MostlyFilm revisits Phil Concannon‘s enlightening piece on DW Griffith’s Birth Of A Nation
by Philip Concannon
“In the brief span of six years, between directing his first one-reeler in 1908 and The Birth of a Nation in 1914, Griffith established the narrative language of cinema as we know it today.” – David A. Cook, a History of Narrative Film (2004)

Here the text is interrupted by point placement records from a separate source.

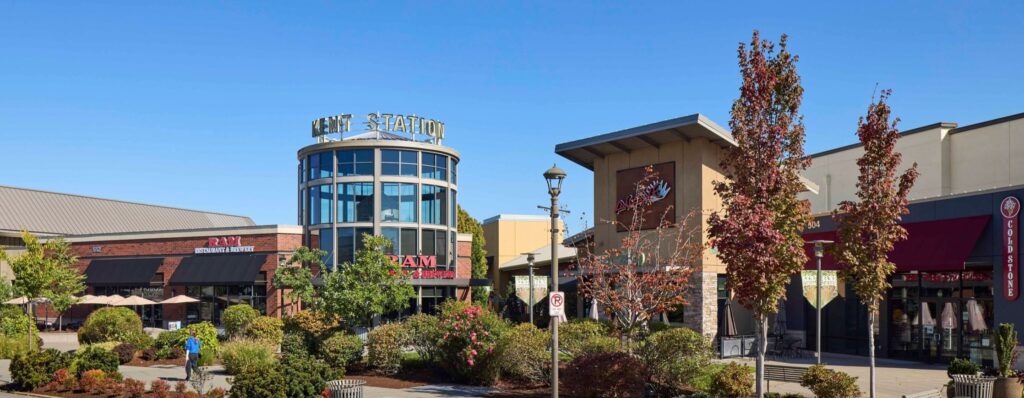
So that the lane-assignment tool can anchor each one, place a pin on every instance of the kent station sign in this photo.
(393, 123)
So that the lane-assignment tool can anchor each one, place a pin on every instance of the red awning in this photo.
(931, 246)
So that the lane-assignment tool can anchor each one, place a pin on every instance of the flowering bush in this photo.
(469, 335)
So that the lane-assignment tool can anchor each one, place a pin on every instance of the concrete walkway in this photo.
(893, 378)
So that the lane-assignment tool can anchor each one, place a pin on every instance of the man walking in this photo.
(192, 354)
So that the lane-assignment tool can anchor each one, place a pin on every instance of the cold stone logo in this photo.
(655, 190)
(394, 123)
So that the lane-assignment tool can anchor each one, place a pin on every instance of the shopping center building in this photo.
(950, 290)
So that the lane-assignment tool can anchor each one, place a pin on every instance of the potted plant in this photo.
(1007, 385)
(960, 366)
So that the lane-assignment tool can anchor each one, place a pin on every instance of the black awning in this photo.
(206, 270)
(121, 272)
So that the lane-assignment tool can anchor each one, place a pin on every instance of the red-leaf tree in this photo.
(758, 231)
(867, 229)
(649, 270)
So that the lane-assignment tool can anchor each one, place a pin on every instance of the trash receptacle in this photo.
(348, 388)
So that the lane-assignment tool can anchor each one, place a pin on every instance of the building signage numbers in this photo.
(216, 245)
(1011, 209)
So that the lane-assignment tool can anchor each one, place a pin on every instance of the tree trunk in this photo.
(870, 352)
(762, 328)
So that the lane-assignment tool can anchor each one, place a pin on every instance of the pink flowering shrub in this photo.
(468, 337)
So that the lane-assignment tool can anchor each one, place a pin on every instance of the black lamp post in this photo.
(554, 177)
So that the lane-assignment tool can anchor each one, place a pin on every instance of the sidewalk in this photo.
(893, 378)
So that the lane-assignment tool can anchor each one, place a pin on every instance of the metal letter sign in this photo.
(556, 304)
(1010, 208)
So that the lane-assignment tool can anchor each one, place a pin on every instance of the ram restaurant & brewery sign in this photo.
(656, 196)
(423, 267)
(1010, 208)
(395, 123)
(218, 245)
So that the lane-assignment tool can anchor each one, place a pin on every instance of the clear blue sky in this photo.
(204, 104)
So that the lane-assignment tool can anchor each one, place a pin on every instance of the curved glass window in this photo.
(434, 166)
(397, 202)
(321, 166)
(355, 202)
(320, 205)
(355, 163)
(433, 205)
(398, 163)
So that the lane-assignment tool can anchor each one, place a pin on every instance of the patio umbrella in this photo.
(180, 299)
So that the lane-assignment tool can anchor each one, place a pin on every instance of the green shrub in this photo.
(265, 327)
(384, 348)
(206, 333)
(573, 335)
(962, 366)
(295, 344)
(125, 352)
(522, 354)
(306, 376)
(605, 374)
(675, 356)
(825, 383)
(733, 381)
(243, 355)
(94, 357)
(260, 382)
(111, 324)
(469, 335)
(237, 317)
(12, 346)
(341, 350)
(424, 333)
(37, 368)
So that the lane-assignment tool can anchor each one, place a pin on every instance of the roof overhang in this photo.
(585, 151)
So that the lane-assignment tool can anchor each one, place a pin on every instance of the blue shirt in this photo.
(192, 345)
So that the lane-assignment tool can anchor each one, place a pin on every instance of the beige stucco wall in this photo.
(987, 158)
(511, 235)
(696, 168)
(836, 174)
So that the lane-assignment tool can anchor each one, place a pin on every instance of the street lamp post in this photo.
(819, 252)
(529, 265)
(554, 177)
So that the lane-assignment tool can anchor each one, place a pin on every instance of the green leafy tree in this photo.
(468, 224)
(374, 284)
(47, 271)
(758, 233)
(867, 229)
(297, 276)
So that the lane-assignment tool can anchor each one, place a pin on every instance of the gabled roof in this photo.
(47, 213)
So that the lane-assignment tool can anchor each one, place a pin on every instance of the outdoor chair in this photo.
(973, 386)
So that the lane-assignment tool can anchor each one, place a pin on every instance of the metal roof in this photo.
(64, 214)
(584, 151)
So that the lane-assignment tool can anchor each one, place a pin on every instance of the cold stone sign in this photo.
(394, 123)
(224, 245)
(1010, 208)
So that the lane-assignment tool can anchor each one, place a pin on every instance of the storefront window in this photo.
(355, 202)
(433, 204)
(355, 163)
(320, 205)
(398, 163)
(397, 202)
(434, 166)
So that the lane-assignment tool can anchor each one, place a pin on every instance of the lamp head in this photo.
(554, 176)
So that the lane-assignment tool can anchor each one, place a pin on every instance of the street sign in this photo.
(556, 304)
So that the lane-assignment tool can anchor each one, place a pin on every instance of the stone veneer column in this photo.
(700, 310)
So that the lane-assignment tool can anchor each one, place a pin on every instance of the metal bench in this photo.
(783, 373)
(926, 394)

“DW Griffith, when you come right down to it, invented motion pictures. As Lionel Barrymore says, there ought to be a statue to him at Hollywood and Vine, and it ought to be fifty feet high, solid gold, and floodlighted every night.” – Mack Sennett
If you believe some of the things that have been said about him, there was no cinema before DW Griffith. Sure, there were other innovators in the medium’s nascent years, but Griffith was the man who broke new ground and unified these techniques into a narrative that played out on a scale unprecedented in American cinema. The Birth of a Nation was the first film blockbuster, it is unquestionably one of the most influential pictures ever made, and it immediately launched the man behind it into the pantheon of great directors. Whether or not he should remain there is another matter entirely, however, as we consider the thorny question that faces everyone who sits down to watch The Birth of a Nation – should this epic be considered as one of American cinema’s greatest achievements, or its greatest shame?